Un lento y magnético génesis nos va introduciendo en la primera parte de ‘Night Parade Of One Hundred Demons’. Una jam de cuarenta minutos divididas en dos partes. Con toda la calma, los efluvios psicodélicos parecen susurrarnos en un espacio onírico lleno de belleza. Sus suaves acordes tocados con delicadeza tardan en explotar alrededor de 6 minutos, antes de mostrarnos a los Earthless más ortodoxos. Aún así se vislumbra en la vocación del tema un espíritu nostálgico. Bebiendo del legado de los 70’s el tema evoluciona en su intensidad sin prisa alguna. Distintos giros armónicos, pero sobre la destreza de ISAIAH nos proporciona gratificantes momentos de bella psicodelia.

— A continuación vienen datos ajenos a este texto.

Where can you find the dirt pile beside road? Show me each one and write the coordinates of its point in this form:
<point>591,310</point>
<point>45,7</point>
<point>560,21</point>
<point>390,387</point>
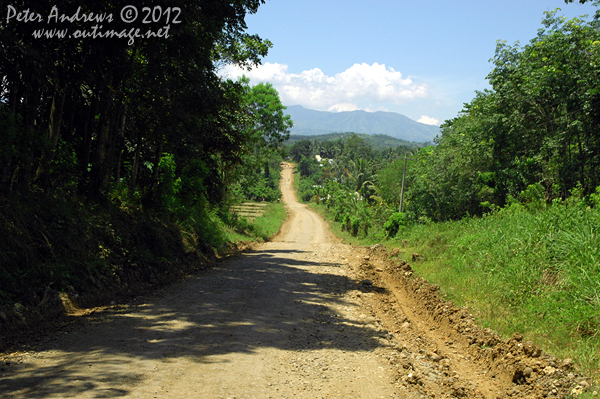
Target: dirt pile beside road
<point>445,351</point>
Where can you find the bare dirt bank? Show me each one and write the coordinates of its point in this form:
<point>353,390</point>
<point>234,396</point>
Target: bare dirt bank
<point>304,316</point>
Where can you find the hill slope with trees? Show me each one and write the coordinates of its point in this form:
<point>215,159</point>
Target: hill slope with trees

Si ritmo inquebrantable contrasta con las veleidades de una guitarra se va moldeando por momentos a semejanza de Santana, pero también de Hendrix, en un derroche de virtuosismo con un resultado fascinante. Manteniendo el tono suave, sin excesivas estridencias, encontramos a los Earthless más ensoñadores en la primera mitad, para toparnos de bruces con su locura habitual en una segunda parte más oscura e histriónica. Aquí los pedales y los efectos nos envuelven en un manto lisérgico.

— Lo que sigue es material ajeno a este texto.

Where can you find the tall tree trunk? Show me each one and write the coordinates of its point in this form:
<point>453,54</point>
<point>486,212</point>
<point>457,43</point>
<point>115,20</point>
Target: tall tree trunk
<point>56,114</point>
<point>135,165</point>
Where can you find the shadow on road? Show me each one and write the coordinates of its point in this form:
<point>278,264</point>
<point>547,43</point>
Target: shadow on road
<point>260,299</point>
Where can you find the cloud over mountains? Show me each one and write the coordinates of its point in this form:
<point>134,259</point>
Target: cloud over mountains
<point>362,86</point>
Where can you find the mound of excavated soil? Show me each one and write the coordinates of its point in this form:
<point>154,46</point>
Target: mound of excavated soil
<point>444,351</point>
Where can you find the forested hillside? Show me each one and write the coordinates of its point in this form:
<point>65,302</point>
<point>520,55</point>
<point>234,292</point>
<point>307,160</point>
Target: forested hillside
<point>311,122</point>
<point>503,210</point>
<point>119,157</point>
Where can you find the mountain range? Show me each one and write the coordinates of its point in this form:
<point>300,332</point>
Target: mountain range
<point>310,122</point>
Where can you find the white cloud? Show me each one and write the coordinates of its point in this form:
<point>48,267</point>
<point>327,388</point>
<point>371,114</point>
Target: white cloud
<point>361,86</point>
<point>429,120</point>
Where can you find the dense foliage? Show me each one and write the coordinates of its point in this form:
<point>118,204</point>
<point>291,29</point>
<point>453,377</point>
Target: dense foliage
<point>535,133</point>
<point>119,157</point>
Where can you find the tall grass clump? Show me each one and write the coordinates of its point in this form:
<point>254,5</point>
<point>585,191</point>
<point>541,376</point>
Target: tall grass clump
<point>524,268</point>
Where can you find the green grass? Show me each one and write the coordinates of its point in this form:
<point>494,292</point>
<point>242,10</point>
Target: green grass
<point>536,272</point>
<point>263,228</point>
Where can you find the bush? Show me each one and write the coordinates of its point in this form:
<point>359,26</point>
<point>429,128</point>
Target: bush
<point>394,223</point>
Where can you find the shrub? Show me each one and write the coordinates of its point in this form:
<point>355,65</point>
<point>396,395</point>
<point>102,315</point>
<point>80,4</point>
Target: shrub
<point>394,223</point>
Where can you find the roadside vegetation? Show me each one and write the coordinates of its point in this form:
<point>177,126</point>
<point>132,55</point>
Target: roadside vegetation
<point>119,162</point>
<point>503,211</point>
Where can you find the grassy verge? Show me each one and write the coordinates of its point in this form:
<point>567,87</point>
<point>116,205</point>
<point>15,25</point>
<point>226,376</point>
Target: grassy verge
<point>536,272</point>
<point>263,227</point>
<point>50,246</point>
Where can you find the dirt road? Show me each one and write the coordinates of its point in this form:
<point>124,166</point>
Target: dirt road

La segunda parte de la jam, con sus 22 minutos, índice en el desarrollo de un sonido más oscuro e inquietante. Los tambores de Mario y un bajo hechizante van construyendo lentamente un entorno algo mas aturdidor. Allí la guitarra se muestra más tímida de lo que nos tiene acostumbrados. El resultado es un corte lúgubre y misterioso que se retroalimenta de la fuerza de sus tambores hasta su deflagración en su parte central.  Es posible que, aunque el sonido de Earthless sea nítidamente reconocible, lo cierto es que nunca han desarrollado su música en un entorno tan sombrío e inquietante. Atrás quedaron las canciones de su último álbum en el que las voces sumaban calidad a sus composiciones. Aquí, desnudos, se muestran al natural, en su estado más primitivo.

Tonos épicos y oscuros van construyendo un viaje inmersivo a un espeso bosque en el que las emanaciones de dietilamida nos impregnan de la esencia del trio californiano. ‘Death To The Red Sun’ se impregna de solos ácidos se contonean entre los poderosos tambores de Mario para crean un entorno hipnótico y completamente psicotrópico. Haciendo su sonido más pesado y denso, la jam toma algunos elementos de los 70’s para expandirse por un insondable espacio en el que la psicodelia pesada adquiere cotas elevadas. Un ritmo inquebrantable nos conduce con la mirada al frente a un magnético escenario en el que la banda dota de pesadez a su sonido, mientras. La guitarra de Isaiah se retuerce en sus habituales solos infinitos. Un aturdidor escenario en el que los californianos vuelan la cabeza del oyente en esta vuelta a los orígenes. Trepidante y lisérgico, el corte no baja su intensidad en ningún momento, con lo que consiguen el objetivo de sumir al oyente en una espiral heavy-psych de la que parece difícil poder escapar.